Vets get OK for more private care

Shinseki also says VA facilities improving on-site capacity

WASHINGTON -- More veterans are being allowed to obtain health care at private hospitals and clinics in an effort to improve their treatment after allegations of falsified records and delays in treatment.

In a statement issued Saturday, Veterans Affairs Secretary Eric Shinseki also said VA facilities are enhancing capacity of their clinics so veterans can get care sooner. In cases where officials cannot expand capacity at VA centers, the Department of Veterans Affairs is "increasing the care we acquire in the community through non-VA care," Shinseki said.

Lawmakers from both parties have pressed for this policy change as the VA confronts allegations about treatment delays and falsified records at VA centers nationwide.

The department's inspector general says 26 VA facilities are under investigation, including the Phoenix VA hospital, where a former clinic director said as many as 40 veterans may have died while awaiting treatment.

Officials also are investigating claims that VA employees have falsified appointment records to cover up delays in care. An initial review of 17 people who died while awaiting appointments in Phoenix found that none of their deaths appeared to have been caused by delays in treatment.

The allegations have raised concerns about the administration's management of a department that has been struggling to keep up with the influx of veterans returning home from the wars in Iraq and Afghanistan, and Vietnam veterans needing more care as they age.

The directive announced Saturday should make it easier for veterans to get medical care at non-VA facilities, an agency spokesman said.

The VA spent about $4.8 billion last year on medical care at non-VA hospitals and clinics, spokesman Victoria Dillon said. That amounts to about 10 percent of health-care costs for the Veterans Health Administration, the agency's health-care arm.

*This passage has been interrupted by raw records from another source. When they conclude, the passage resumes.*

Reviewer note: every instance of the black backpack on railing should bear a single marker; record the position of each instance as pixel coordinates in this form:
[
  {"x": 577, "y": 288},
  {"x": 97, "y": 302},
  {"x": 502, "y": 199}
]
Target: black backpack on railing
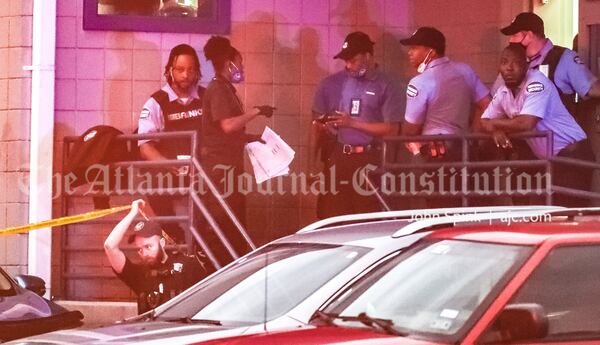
[{"x": 96, "y": 146}]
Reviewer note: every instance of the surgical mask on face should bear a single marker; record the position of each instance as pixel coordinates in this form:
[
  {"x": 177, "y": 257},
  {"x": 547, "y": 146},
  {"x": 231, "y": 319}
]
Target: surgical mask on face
[
  {"x": 423, "y": 65},
  {"x": 237, "y": 75},
  {"x": 521, "y": 41}
]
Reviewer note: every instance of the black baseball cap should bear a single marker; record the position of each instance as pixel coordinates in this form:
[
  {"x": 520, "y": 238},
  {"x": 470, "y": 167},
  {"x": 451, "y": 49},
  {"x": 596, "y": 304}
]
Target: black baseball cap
[
  {"x": 525, "y": 21},
  {"x": 145, "y": 228},
  {"x": 355, "y": 43},
  {"x": 427, "y": 37}
]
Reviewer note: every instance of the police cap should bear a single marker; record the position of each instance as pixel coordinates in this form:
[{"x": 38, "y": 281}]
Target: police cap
[
  {"x": 525, "y": 21},
  {"x": 145, "y": 228},
  {"x": 355, "y": 43},
  {"x": 427, "y": 37}
]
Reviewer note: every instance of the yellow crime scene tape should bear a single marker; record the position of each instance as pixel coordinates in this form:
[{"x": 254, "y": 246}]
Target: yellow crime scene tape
[{"x": 63, "y": 220}]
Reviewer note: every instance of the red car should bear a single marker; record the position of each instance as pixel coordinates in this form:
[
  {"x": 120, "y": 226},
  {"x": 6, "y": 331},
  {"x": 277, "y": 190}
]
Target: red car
[{"x": 518, "y": 283}]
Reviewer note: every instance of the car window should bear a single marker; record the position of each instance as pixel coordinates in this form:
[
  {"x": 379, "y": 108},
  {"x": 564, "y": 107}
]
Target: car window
[
  {"x": 6, "y": 288},
  {"x": 566, "y": 285},
  {"x": 266, "y": 284},
  {"x": 432, "y": 290}
]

It was not clear how much the new initiative would cost, Dillon said.

Rep. Jeff Miller, R-Fla. and chairman of the House Committee on Veterans' Affairs, welcomed Shinseki's announcement but questioned why it took so long. Reports about the veterans at the Phoenix hospital surfaced more than a month ago.

"It appears the department is finally starting to take concrete steps to address the problem," Miller said Saturday, calling the directive "a welcome change from the department's previous approach, which was to wait months for the results of yet another investigation into a problem we already know exists."

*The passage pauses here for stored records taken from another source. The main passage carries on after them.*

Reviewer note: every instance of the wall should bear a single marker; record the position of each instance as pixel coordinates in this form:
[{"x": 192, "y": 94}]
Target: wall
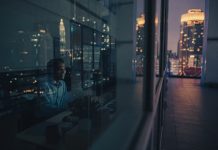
[
  {"x": 210, "y": 69},
  {"x": 125, "y": 42}
]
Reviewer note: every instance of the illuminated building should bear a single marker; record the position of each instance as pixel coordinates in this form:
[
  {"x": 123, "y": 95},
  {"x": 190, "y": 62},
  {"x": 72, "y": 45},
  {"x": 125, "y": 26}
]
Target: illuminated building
[
  {"x": 140, "y": 21},
  {"x": 191, "y": 39},
  {"x": 62, "y": 36}
]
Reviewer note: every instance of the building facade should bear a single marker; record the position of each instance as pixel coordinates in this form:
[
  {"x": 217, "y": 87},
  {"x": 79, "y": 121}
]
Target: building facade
[{"x": 191, "y": 42}]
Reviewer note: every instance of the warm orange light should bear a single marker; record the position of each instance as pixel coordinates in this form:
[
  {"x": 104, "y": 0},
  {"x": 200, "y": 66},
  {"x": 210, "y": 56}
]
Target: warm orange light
[
  {"x": 193, "y": 15},
  {"x": 140, "y": 21}
]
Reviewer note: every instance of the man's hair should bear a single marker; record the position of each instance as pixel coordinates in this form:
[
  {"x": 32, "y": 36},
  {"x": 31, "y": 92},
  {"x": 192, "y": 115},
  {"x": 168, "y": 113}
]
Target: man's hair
[{"x": 53, "y": 64}]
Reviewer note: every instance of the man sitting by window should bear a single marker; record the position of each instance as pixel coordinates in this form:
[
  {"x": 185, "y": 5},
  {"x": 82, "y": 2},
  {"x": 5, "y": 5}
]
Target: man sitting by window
[{"x": 55, "y": 97}]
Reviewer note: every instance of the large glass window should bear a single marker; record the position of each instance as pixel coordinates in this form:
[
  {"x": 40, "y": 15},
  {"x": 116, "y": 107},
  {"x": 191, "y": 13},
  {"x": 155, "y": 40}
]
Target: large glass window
[{"x": 68, "y": 73}]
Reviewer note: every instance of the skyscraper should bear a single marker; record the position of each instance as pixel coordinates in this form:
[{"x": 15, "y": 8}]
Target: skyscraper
[
  {"x": 191, "y": 42},
  {"x": 140, "y": 44}
]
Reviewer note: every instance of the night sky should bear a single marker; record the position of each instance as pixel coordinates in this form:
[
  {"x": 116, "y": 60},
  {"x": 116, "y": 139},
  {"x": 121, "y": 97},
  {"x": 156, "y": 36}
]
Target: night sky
[{"x": 176, "y": 9}]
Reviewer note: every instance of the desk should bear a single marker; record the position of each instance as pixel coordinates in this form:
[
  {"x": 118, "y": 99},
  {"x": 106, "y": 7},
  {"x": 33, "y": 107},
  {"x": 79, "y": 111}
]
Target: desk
[
  {"x": 36, "y": 134},
  {"x": 77, "y": 137}
]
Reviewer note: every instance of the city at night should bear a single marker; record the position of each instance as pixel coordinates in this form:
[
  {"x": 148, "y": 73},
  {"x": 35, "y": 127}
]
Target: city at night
[{"x": 108, "y": 75}]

Miller has accused Shinseki and President Barack Obama of focusing on internal reviews while "overlooking VA's very real, very deadly and very well-documented delays-in-care problem."

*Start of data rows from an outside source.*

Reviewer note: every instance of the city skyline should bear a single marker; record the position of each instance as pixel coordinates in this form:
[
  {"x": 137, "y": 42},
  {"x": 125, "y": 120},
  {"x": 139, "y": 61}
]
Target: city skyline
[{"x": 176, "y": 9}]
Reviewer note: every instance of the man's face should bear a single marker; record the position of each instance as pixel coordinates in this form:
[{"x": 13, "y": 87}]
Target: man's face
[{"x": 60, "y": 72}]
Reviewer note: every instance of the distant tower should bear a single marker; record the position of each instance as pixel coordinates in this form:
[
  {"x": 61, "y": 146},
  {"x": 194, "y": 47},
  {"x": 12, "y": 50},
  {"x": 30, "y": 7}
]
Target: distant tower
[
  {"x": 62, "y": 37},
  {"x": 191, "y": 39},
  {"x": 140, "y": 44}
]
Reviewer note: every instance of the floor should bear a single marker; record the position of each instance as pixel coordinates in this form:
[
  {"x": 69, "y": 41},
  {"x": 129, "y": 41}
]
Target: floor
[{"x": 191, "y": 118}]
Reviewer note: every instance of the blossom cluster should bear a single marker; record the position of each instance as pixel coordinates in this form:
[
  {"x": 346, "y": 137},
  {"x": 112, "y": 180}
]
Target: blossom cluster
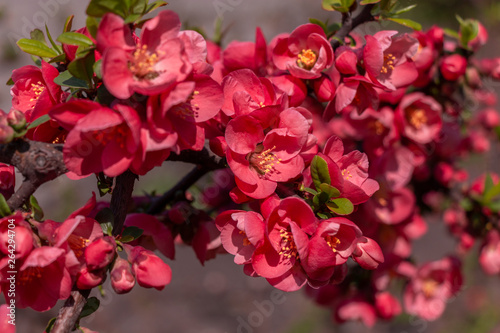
[{"x": 330, "y": 152}]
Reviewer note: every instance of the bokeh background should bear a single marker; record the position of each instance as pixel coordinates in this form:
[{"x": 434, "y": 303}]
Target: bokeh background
[{"x": 218, "y": 297}]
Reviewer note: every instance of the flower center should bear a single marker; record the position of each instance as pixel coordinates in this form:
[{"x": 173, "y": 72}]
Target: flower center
[
  {"x": 246, "y": 242},
  {"x": 306, "y": 59},
  {"x": 416, "y": 117},
  {"x": 288, "y": 247},
  {"x": 388, "y": 63},
  {"x": 37, "y": 89},
  {"x": 143, "y": 63},
  {"x": 77, "y": 244},
  {"x": 263, "y": 161},
  {"x": 346, "y": 174},
  {"x": 332, "y": 242},
  {"x": 428, "y": 288},
  {"x": 30, "y": 273}
]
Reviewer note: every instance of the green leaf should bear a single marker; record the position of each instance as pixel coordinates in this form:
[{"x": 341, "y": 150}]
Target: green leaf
[
  {"x": 451, "y": 33},
  {"x": 494, "y": 206},
  {"x": 131, "y": 232},
  {"x": 56, "y": 47},
  {"x": 332, "y": 192},
  {"x": 67, "y": 80},
  {"x": 92, "y": 25},
  {"x": 38, "y": 35},
  {"x": 319, "y": 171},
  {"x": 75, "y": 38},
  {"x": 404, "y": 10},
  {"x": 341, "y": 206},
  {"x": 106, "y": 219},
  {"x": 50, "y": 325},
  {"x": 406, "y": 22},
  {"x": 69, "y": 23},
  {"x": 99, "y": 8},
  {"x": 36, "y": 210},
  {"x": 83, "y": 68},
  {"x": 36, "y": 48},
  {"x": 320, "y": 199},
  {"x": 4, "y": 208},
  {"x": 320, "y": 23},
  {"x": 155, "y": 5},
  {"x": 38, "y": 121},
  {"x": 90, "y": 307}
]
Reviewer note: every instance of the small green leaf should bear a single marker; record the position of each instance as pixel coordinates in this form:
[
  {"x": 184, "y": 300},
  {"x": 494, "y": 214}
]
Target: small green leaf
[
  {"x": 133, "y": 232},
  {"x": 451, "y": 33},
  {"x": 83, "y": 68},
  {"x": 406, "y": 22},
  {"x": 50, "y": 325},
  {"x": 90, "y": 307},
  {"x": 38, "y": 121},
  {"x": 319, "y": 171},
  {"x": 106, "y": 219},
  {"x": 332, "y": 192},
  {"x": 154, "y": 5},
  {"x": 75, "y": 38},
  {"x": 341, "y": 206},
  {"x": 36, "y": 210},
  {"x": 320, "y": 199},
  {"x": 36, "y": 48},
  {"x": 56, "y": 47},
  {"x": 67, "y": 80},
  {"x": 4, "y": 207},
  {"x": 38, "y": 35},
  {"x": 404, "y": 10}
]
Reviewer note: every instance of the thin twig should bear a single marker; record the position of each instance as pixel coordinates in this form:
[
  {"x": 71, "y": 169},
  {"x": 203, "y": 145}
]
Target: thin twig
[
  {"x": 349, "y": 23},
  {"x": 70, "y": 312}
]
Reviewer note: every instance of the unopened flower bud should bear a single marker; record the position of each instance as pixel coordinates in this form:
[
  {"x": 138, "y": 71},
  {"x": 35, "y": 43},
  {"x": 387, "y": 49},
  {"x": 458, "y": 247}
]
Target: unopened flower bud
[
  {"x": 16, "y": 119},
  {"x": 122, "y": 278}
]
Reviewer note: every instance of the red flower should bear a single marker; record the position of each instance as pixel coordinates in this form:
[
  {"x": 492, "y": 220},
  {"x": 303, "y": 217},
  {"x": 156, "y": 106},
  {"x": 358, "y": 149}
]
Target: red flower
[
  {"x": 100, "y": 138},
  {"x": 387, "y": 59},
  {"x": 149, "y": 270},
  {"x": 419, "y": 117},
  {"x": 305, "y": 53},
  {"x": 429, "y": 290},
  {"x": 157, "y": 61},
  {"x": 261, "y": 155},
  {"x": 278, "y": 257}
]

Miller has pledged to introduce legislation that would give any veteran who is unable to obtain a VA appointment within 30 days the option to receive non-VA care at the department's expense.

Sen. John McCain, R-Ariz., has called for the VA to allow more veterans to receive medical care at private hospitals. House Minority Leader Nancy Pelosi, D-Calif., said last week that she was open to the idea of medical care at private hospitals. She said it was unacceptable to have a backlog of patients waiting for permission to go to a federally qualified clinic.

In his weekly radio and Internet address, Obama said the U.S. must work harder to make sure veterans get the opportunities and benefits they have earned.

Obama said recent weeks have shown how much more the U.S. must do to ensure veterans get the care they deserve. He said it's a sacred obligation and one of the causes of his presidency.

Information for this article was contributed by staff members of The Associated Press.